“One would have to be blind, deaf, and dumb not to recognize that Shakespeare’s grand, equivocal comedy The Merchant of Venice is nevertheless a profoundly anti-Semitic work,” writes Harold Bloom in Shakespeare. “God, what a sexist film,” thought I after having seen Catch Me If You Can. But, strictly speaking, that’s nonsense. Racism, sexism and so forth are attitudes*, and works of fiction don’t have attitudes.
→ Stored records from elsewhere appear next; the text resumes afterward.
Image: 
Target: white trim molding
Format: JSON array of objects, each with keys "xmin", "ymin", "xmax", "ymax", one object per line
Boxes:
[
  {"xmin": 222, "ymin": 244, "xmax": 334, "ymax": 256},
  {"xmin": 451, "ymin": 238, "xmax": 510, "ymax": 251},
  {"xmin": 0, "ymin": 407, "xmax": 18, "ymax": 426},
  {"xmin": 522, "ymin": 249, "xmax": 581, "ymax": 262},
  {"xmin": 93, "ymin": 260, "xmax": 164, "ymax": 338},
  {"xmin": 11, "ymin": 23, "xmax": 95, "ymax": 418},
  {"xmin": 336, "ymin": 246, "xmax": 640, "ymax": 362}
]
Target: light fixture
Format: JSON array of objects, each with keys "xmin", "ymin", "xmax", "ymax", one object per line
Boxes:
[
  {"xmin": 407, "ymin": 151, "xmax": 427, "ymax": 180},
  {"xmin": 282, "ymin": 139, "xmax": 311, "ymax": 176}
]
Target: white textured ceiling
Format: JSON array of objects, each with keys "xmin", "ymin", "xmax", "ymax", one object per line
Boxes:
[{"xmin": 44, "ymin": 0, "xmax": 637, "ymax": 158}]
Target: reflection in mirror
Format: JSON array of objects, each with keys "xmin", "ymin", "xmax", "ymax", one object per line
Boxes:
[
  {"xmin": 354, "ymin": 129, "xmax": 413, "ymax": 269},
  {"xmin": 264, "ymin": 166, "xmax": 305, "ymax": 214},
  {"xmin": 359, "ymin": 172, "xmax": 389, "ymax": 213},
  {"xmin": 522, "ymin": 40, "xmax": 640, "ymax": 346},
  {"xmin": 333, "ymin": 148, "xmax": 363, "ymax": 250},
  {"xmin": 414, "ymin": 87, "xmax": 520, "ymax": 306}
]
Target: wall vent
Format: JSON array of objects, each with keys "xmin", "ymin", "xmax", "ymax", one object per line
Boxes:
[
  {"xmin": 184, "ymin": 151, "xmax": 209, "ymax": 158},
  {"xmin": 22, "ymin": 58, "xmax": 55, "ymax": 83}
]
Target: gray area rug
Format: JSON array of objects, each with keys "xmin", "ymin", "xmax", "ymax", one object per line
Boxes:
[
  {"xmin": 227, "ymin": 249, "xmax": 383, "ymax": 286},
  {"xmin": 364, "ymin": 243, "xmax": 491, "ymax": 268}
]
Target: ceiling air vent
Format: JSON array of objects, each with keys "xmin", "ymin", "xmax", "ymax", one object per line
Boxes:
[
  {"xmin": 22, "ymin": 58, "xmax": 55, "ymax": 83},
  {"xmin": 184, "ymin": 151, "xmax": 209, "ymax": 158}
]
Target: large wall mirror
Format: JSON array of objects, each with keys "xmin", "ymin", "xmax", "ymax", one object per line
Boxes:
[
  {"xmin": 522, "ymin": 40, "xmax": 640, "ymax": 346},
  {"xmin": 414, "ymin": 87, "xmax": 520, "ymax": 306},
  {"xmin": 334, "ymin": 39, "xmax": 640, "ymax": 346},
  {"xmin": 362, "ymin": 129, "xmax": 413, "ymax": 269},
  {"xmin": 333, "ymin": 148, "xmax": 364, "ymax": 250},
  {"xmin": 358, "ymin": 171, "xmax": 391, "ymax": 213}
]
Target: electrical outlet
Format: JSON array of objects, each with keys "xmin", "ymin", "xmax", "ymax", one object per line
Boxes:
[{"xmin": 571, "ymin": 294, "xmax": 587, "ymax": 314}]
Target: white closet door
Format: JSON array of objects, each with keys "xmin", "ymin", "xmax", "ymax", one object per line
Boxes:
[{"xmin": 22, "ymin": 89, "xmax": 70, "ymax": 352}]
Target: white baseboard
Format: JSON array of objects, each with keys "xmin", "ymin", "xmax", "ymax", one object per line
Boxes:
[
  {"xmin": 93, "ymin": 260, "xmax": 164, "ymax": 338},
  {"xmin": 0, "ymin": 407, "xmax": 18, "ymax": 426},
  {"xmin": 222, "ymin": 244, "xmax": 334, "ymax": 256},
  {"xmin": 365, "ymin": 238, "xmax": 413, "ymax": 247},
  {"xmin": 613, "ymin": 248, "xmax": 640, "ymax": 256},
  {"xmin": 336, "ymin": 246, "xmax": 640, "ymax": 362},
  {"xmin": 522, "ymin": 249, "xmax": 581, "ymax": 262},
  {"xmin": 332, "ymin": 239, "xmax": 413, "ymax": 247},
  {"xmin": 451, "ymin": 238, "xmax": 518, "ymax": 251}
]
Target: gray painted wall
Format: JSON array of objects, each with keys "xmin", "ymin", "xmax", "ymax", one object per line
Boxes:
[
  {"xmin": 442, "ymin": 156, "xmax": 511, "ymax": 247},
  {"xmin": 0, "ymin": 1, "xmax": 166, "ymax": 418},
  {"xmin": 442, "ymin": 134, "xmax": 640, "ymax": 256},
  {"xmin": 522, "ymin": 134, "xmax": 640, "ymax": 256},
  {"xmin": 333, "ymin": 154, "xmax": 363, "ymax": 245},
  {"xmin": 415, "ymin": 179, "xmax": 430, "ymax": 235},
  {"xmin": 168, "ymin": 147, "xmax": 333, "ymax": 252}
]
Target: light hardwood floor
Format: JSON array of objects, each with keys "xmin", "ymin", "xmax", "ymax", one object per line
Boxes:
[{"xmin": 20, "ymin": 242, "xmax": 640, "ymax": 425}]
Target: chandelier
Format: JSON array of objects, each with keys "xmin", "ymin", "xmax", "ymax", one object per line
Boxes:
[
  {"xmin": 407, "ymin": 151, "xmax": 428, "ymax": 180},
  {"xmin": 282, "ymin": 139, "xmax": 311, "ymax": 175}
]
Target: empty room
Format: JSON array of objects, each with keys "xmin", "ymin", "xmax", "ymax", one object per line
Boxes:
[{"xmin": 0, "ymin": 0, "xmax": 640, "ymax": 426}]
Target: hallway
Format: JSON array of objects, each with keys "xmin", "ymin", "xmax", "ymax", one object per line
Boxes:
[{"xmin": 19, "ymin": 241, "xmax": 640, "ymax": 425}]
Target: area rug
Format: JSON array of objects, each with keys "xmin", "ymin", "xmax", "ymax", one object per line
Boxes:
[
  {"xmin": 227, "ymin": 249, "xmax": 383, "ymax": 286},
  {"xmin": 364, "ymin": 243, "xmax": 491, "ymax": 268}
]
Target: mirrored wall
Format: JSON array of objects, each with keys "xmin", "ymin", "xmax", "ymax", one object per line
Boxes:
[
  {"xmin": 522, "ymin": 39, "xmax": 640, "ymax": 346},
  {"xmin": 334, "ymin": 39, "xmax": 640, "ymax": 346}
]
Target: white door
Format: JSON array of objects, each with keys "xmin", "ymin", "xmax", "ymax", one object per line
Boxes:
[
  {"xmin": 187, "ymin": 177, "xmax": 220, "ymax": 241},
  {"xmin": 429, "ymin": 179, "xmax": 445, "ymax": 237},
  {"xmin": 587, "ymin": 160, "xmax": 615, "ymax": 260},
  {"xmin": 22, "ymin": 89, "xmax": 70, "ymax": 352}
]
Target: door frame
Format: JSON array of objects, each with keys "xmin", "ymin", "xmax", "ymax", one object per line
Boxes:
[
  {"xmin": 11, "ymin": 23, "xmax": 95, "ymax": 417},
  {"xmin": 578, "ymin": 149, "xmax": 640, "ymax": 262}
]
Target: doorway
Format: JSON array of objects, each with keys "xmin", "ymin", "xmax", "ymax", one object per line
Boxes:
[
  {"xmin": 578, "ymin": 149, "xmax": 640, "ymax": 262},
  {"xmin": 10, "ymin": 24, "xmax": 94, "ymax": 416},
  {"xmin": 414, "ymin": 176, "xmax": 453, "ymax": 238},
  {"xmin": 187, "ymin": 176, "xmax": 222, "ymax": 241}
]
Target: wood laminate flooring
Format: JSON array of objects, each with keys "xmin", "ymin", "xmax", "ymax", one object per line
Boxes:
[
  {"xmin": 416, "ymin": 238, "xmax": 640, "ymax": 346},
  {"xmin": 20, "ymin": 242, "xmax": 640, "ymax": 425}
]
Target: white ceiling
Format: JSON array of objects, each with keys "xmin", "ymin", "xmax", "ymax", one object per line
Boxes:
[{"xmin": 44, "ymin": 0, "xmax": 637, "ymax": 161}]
If I’m not mistaken, usually one or more of the following is meant if someone says that a wof (work of fiction) is x-ist:
1. The people responsible for the wof are x-ists
2. The wof is meant to foster x-ism in the audience
3. The wof is likely to foster x-ism in the audience
4. The wof is likely to be liked by x-ists precisely because of it fits nicely with their x-ism
5. The wof presents (the majority of) the targets of x-ism in a negative way
6. The wof presents (the majority of) the targets of x-ism in a way that is in line with stereotypes typically held by x-ists
I may have forgotten some points (readers?), but I think dialogue about whether or not a wof is X-ist could be more productive if it would be clear which of the above aspects are debated.
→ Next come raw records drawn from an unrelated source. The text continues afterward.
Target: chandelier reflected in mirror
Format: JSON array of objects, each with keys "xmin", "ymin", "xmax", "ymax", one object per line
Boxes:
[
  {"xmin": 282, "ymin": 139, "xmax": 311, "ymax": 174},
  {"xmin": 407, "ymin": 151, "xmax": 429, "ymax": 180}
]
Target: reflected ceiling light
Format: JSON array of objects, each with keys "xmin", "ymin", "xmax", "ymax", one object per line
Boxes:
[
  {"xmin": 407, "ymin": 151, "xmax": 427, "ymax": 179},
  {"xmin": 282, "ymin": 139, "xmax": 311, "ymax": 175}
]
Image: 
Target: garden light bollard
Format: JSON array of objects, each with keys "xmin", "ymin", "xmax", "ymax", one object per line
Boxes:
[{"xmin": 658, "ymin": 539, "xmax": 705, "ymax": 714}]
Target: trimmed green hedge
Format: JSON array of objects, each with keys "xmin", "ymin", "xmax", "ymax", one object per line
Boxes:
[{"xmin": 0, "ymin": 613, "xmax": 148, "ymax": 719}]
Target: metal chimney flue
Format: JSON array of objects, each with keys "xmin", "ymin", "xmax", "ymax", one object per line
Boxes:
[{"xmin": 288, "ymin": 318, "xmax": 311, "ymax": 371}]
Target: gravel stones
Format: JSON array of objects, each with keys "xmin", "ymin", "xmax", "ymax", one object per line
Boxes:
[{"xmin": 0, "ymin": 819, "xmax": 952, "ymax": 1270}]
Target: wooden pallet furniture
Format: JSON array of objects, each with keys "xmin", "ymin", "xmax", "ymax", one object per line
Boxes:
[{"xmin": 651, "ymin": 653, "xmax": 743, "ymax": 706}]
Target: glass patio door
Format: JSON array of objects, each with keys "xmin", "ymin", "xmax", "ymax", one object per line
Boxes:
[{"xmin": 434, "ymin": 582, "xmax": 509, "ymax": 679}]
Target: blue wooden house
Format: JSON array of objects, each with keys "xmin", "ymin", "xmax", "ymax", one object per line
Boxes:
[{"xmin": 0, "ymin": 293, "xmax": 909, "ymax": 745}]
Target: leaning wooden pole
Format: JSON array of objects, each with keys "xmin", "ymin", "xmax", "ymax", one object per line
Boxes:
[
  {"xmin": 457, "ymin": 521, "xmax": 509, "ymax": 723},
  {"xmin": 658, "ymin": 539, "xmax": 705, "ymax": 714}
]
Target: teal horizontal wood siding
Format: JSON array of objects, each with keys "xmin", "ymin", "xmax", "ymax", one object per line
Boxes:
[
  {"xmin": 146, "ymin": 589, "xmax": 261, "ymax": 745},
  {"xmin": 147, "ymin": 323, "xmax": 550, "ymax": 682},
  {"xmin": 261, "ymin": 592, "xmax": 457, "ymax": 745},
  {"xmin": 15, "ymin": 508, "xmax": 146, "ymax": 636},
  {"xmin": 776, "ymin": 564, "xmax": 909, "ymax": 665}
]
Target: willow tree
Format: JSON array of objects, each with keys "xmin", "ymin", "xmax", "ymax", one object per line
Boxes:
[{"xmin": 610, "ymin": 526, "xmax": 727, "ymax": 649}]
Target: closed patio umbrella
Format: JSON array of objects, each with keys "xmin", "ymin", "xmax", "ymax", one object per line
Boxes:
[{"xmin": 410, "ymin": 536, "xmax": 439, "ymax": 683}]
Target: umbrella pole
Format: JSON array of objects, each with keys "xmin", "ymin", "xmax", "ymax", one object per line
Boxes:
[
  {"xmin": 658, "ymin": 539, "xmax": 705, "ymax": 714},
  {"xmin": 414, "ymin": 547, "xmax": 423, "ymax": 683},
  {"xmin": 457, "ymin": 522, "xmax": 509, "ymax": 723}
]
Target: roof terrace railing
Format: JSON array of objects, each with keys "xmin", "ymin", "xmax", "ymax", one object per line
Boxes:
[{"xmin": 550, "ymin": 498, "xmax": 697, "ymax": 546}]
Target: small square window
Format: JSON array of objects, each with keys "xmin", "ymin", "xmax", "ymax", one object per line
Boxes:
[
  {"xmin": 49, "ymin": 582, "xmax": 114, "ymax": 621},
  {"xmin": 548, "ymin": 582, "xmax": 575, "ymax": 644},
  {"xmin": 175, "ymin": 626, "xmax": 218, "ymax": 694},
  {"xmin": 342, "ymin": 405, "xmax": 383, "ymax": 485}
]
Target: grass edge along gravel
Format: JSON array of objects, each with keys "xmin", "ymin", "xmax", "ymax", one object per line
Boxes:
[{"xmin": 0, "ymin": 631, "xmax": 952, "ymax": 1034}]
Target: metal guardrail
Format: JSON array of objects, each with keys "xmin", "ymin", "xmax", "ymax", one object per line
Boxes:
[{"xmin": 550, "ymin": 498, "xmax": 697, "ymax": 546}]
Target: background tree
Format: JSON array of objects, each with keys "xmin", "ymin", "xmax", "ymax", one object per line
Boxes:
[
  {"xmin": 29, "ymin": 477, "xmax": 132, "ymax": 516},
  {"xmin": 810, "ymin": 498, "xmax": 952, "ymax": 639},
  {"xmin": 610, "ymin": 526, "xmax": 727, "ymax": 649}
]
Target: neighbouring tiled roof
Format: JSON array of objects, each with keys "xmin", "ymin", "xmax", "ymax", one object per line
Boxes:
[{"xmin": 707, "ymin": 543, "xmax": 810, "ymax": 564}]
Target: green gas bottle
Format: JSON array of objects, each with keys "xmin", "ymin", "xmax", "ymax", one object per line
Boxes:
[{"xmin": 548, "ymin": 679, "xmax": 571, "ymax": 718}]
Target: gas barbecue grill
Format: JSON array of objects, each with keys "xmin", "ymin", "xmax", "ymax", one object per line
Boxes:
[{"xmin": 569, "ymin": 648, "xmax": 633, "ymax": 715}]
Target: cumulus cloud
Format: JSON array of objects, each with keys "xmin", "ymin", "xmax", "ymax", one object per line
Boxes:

*Professional social scientists and amateur social scientists in the humanities and elsewhere spend a nonnegligible fraction of their working life defining words in a way that is not in line with everyday usage, but I contend that Joe Average would agree that x-ism means looking down on, maybe even hating, someone on the basis that he or she is a member of group x. Some readers may object because the word “sexism” is sometimes used when sexuality is put center-stage, especially if it’s done in a crass manner, as in the statement: “She’s got really nice tits!” My theory (no more) is that this usage of “sexism” came into being because many people think that talking about women in such a way is degrading to women; if so, it could be argued that such a statement is sexist in the senses 1-4 above. People who didn’t understand that connection then started to use the word merely to express that sex is put center-stage, without necessarily meaning to say that that’s degrading to women.